The sequence of preparation:

  1. The cleaned and gutted fish put in a container for pickling.
  2. Fill it with chilled marinade, which prepare in the following way. In the water dissolve the salt, add all other spices except for the mustard powder. Boil the marinade for two to three minutes, then remove from heat, add the mustard and chill.
  3. Using this method to salt the dish about two days.

 

Dry method of salting fish

You will need:

  • one large carcass of a herring;
  • 1,5 tsp. coarse salt;
  • a teaspoon of sugar;
  • any herbs or spices to taste.

The sequence of preparation:

  1. Preparing fish for salting: cleaned, gutted, washed and dried.
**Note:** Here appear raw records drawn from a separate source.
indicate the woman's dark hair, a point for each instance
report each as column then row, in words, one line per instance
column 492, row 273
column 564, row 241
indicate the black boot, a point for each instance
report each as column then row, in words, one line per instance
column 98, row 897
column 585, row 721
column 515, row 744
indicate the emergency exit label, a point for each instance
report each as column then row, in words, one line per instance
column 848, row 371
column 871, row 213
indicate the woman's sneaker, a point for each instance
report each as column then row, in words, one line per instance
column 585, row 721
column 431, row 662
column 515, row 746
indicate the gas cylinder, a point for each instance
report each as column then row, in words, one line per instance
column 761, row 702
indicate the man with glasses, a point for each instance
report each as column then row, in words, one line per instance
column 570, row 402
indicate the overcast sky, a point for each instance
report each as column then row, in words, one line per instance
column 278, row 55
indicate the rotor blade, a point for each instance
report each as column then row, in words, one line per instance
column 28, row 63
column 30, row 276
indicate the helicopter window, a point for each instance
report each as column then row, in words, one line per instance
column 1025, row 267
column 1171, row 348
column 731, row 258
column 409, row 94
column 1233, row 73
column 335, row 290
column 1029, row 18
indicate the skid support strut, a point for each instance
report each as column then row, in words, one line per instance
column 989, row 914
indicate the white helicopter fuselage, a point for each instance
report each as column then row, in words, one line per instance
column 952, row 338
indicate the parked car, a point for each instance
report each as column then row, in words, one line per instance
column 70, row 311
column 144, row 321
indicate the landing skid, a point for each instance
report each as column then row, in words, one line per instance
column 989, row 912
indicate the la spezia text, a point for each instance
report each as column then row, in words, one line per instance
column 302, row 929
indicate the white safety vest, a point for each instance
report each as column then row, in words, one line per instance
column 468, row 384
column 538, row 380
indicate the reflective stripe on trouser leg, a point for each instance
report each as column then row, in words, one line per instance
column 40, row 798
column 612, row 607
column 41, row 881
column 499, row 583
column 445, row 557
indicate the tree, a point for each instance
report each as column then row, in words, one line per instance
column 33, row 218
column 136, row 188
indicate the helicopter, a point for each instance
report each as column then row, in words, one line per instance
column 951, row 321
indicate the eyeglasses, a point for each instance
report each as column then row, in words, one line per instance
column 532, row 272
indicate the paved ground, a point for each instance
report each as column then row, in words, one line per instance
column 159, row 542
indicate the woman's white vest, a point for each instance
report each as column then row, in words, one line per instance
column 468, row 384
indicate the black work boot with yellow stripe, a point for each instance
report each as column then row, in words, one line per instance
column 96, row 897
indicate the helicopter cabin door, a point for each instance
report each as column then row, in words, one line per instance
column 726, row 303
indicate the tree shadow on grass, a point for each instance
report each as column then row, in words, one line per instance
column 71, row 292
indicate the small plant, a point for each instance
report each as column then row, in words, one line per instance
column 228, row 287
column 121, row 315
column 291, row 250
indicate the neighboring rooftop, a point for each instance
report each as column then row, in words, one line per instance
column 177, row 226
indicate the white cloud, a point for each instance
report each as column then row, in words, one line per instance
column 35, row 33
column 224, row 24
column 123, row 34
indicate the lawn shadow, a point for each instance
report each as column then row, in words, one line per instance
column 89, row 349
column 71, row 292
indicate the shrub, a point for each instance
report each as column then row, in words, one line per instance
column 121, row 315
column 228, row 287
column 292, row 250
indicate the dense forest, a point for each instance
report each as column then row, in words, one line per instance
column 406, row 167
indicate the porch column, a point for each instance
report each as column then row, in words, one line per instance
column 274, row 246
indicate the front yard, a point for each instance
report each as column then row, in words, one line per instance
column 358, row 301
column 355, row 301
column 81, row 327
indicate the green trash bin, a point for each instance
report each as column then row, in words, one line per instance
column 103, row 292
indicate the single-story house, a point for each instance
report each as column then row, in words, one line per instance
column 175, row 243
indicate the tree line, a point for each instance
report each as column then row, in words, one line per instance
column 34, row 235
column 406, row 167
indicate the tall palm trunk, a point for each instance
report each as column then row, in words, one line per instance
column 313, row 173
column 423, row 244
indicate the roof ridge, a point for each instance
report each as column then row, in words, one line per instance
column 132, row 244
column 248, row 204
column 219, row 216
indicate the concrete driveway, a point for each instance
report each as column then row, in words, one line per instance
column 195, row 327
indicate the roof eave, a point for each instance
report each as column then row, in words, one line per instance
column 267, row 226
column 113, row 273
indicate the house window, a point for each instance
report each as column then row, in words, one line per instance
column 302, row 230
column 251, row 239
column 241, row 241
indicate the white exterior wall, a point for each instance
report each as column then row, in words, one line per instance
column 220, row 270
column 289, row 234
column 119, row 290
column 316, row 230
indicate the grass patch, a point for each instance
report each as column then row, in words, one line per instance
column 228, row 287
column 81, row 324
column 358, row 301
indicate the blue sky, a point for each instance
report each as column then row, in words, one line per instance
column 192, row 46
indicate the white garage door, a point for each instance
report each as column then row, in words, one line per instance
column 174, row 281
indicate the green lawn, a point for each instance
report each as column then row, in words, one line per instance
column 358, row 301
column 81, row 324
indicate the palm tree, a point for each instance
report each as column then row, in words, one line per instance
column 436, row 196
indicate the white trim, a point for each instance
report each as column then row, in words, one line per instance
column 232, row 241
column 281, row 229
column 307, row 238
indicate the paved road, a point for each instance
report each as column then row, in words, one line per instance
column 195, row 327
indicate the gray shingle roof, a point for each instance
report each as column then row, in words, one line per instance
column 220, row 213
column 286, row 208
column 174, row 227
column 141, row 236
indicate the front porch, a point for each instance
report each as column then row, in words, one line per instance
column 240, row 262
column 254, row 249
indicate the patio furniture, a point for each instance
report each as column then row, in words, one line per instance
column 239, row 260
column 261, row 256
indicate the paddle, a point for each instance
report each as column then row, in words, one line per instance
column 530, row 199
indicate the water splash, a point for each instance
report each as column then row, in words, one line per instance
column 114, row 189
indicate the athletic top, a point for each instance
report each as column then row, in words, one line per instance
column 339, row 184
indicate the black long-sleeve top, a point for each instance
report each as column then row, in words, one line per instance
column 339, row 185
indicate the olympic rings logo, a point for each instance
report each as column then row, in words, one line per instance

Optionally cut into several pieces, or salted whole.
  2. Salt mixed with sugar, add other spices to taste.
  3. With this mixture RUB the whole bird or separate pieces, and then tightly Packed in a sealed package and kept on the middle shelf of the refrigerator two or three days.

 

Salting of herring in Dutch in the marinade

You will need:

  • two herring of medium size;
  • half lemon;
  • 10 peas of black pepper;
  • two onions;
  • medium-sized carrots – 1 PC.;
  • Bay leaf – 10 PCs.;;
  • sugar – 6 tbsp

The sequence of preparation:

  1. To start to pickle herring the Dutch method, it is necessary to separate the fillet, which cut into slices of 2 cm each.
  2. Lemon and onion cut in small pieces, carrots to grate on a coarse grater. In a mortar grind the peppercorns with Bay leaf.
  3. Mix the vegetables, lemon and all the spices.
  4. Herring put in a jar, shifting each layer with a mixture of spicy vegetables, lemon and spices. Top to install a small load.
  5. To add salt to the fish about two days. Feeding, watering a small amount of vegetable oil.

 

Video: how to pickle fresh-frozen herring

Thanks to our step-by-step recipes with photos every woman will be able to salt herring on their own. Food prepared in house conditions, will differ in taste from store-bought options. Herring salted in the house, comes out juicy, tender, with a spicy taste. The video below demonstrates the technology and the entire sequence of the process of salting fish with her hands. Experiment with recipes, add your favorite herbs, spices and flavourings, so you have time to get herring with a new, unique taste.